Stefanos Demiris

Personal information
- Full name: Stefanos Demiris
- Date of birth: 19 January 1941
- Place of birth: Kavala, Greece
- Date of death: 6 May 2016 (aged 75)
- Place of death: Greece
- Height: 1.78 m (5 ft 10 in)
- Position(s): Forward; attacking midfielder;

Youth career
- –1959: AE Kavala

Senior career*
- Years: Team / Apps / (Gls)
- 1959–1964: AEK Athens / 28 / (8)
- 1962–1963: → Panegialios (loan)
- 1963–1964: → Aris (loan) / 24 / (12)
- 1964–1969: Aris / 99 / (17)
- Total:  / 151 / (37)

Managerial career
- 1971–1972: PAS Florina
- 1973: Edessaikos
- 1989–1990: Aiginiakos

= Stefanos Demiris =

Greek footballer and manager (1941–2016)

Stefanos Demiris (Στέφανος Δεμίρης; 19 January 1941 – 5 May 2016) was a Greek professional footballer who played as a forward and a later manager.

==Club career==
Demiris began his career at AE Kavala and in the summer of 1959 he was transferred to AEK Athens. He played 2 and a half seasons with the yellow-blacks, playing as a back-up choice, due to the harsh competition in the team offense. In the winter of 1962, he was loaned to Panegialios, until the summer of 1963. In the following season he was loaned again, but this time to Aris. On 23 February 1964, Aris faced AEK in Thessaloniki and Demiris scored a brace against his former club and shaped the final 2–0 and match that was named the "Revenge of Demiris". With his 12 goals he helped the team earn the ticket to the next season's Inter-Cities Fairs Cup for the first time in their history.

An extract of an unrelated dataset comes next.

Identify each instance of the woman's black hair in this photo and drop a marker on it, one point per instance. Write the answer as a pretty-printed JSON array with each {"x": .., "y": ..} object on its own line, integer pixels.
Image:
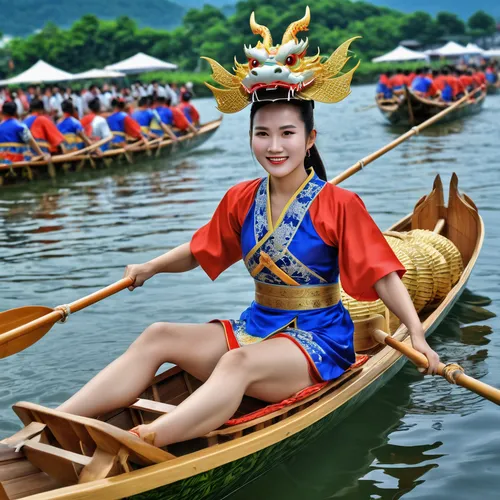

In the summer of 1964, when his loan expired, Aris after a fundraiser by the associations of his fans, raised the amount requested by the AEK for his acquisition. In the first round of the Inter-Cities Fairs Cup, Demiris played in both legs against Roma, where Aris were eliminated. On 18 October 1964 he was sent off in a match against Doxa Drama, when he clashed with an opponent. The HFF punished him with a one-month ban, but after his return he scored a hat-trick against Panionios in Nea Smyrni. He played in the European matches of the following seasons against FC Köln, where Aris achieved their first European victory, and in the home game against Juventus, where he had a shot hit the crossbar. He continued as an attacking midfielder, but various injuries limited him in the 1967–68 season, while the following year he was not a starter, competing in only four matches. In the summer of 1969 he participated in the team's preparation, but decided to retire from football at the age of 28.

==Managerial career==
After the end of his career as a footballer, Demiris was involved in coaching mailny in Northern Greece taking charge of the benches of PAS Florina in 1971 for a season and Edessaikos in 1973. He was the manager credited with the promotion and the establishment of the then young Georgios Donis at the local Pavlos Melas in 1985. In 1989, he was the manager of Aiginiakos in the third division for as season.